Fig 8. Excess FasII impairs synaptic homeostasis.

(A-E) Values for mEPSP amplitude (gray) and quantal content (QC; white) normalized to genetic controls (dashed line) that lack a homeostatic challenge (non-GluRIII KD or non-GluRIIA controls). (A) Trans-synaptic FasII overexpression (O/E) from the FasII endogenous locus (FasII^EP1462) shows partial impairment of synaptic homeostasis, as does (B) muscle-specific overexpression with FasII^EP1462. (C) Overexpressing specific isoforms of FasII does not impair homeostatic compensation. (D) Overexpressing Csk-YFP in addition to FasII^EP1462 fails to suppress the homeostatic defects of FasII O/E seen in B. (E) Neither FasII loss-of-function mutations nor FasII knockdown (KD) impairs synaptic homeostasis. (F) Average values for synaptic FasII and Dlg fluorescence intensity normalized to synapse area. (G-H) Representative images of FasII immunostaining for trans-synaptic FasII overexpression. Scale bar = 10 μm. * p < 0.05, ** p < 0.01, *** p < 0.001, ns—not significant (p > 0.08) by Student’s T-test comparing homeostatically challenged mutants to their unchallenged (non-GluRIIA) controls.

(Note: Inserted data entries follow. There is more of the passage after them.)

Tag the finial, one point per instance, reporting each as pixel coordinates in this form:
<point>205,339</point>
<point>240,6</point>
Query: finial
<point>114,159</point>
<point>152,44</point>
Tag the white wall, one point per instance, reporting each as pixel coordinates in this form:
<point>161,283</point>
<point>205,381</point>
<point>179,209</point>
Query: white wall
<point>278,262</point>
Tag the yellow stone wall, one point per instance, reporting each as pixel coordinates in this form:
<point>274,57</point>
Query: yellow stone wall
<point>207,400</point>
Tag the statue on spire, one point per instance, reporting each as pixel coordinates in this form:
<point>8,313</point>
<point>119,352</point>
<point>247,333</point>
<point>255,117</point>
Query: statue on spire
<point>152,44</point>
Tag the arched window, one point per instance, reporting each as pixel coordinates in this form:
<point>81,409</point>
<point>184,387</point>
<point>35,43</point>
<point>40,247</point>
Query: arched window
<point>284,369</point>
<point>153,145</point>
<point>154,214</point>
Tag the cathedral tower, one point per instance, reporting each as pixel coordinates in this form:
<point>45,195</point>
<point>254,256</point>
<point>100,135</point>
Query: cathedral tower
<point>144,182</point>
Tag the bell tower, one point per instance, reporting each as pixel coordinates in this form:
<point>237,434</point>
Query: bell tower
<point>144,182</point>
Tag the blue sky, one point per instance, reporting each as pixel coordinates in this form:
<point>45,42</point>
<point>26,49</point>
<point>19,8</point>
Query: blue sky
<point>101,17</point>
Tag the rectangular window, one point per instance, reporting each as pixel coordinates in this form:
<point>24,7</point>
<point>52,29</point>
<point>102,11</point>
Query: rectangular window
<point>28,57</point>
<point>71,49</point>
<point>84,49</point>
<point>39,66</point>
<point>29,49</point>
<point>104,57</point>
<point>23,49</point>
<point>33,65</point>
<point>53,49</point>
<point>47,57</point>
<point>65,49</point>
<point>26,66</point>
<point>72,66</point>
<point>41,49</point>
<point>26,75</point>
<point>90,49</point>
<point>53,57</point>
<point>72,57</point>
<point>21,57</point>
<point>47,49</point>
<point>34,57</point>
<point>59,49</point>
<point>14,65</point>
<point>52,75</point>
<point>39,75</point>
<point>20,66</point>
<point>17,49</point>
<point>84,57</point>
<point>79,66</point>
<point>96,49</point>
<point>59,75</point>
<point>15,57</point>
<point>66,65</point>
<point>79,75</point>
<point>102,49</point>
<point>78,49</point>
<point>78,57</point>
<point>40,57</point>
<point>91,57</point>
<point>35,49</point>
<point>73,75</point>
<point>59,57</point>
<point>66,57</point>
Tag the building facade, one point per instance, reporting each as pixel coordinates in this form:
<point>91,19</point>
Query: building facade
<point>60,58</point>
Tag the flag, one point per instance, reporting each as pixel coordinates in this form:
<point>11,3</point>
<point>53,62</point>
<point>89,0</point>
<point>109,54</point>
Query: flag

Fig 9. Reducing FasII levels in GluRIIA; Csk mutants restores homeostatic compensation.

A) Values for mEPSP amplitude (gray) and quantal content (QC; white) normalized to genetic controls (dashed line) that lack a homeostatic challenge. FasII; GluRIIA; Csk triple mutants have intact homeostatic plasticity. (B-C) Representative electrophysiological traces for data shown in A. Scale bar for EPSP (mEPSP) traces: y = 5 mV (0.5 mV), x = 50 ms (1 s). (D-E’) Representative images of NMJs stained for FasII (green, gray channel) and Dlg (red) for (D, D’) Csk mutant and (E, E’) FasII, Csk double mutant NMJs. Scale bar = 10 μm. (F) Quantification of FasII staining intensities per synapse area for the genotypes shown in D-E’. (G) Western blot of FasII (DSHB 1D4 antibody) in protein extracts from whole third instar larvae. (H, I) Relative quantification of (H) total FasII intensity and (I) the intensity of the lowest molecular weight FasII band (the ‘third band’). Values are fold changes relative to wild type. * p < 0.05, ** p < 0.01, *** p < 0.001, ns—not significant (p > 0.4) by Student’s T-test and for the bars in A, which are p-values from ANOVA (Tukey’s post-hoc) comparison between the three genotypes shown.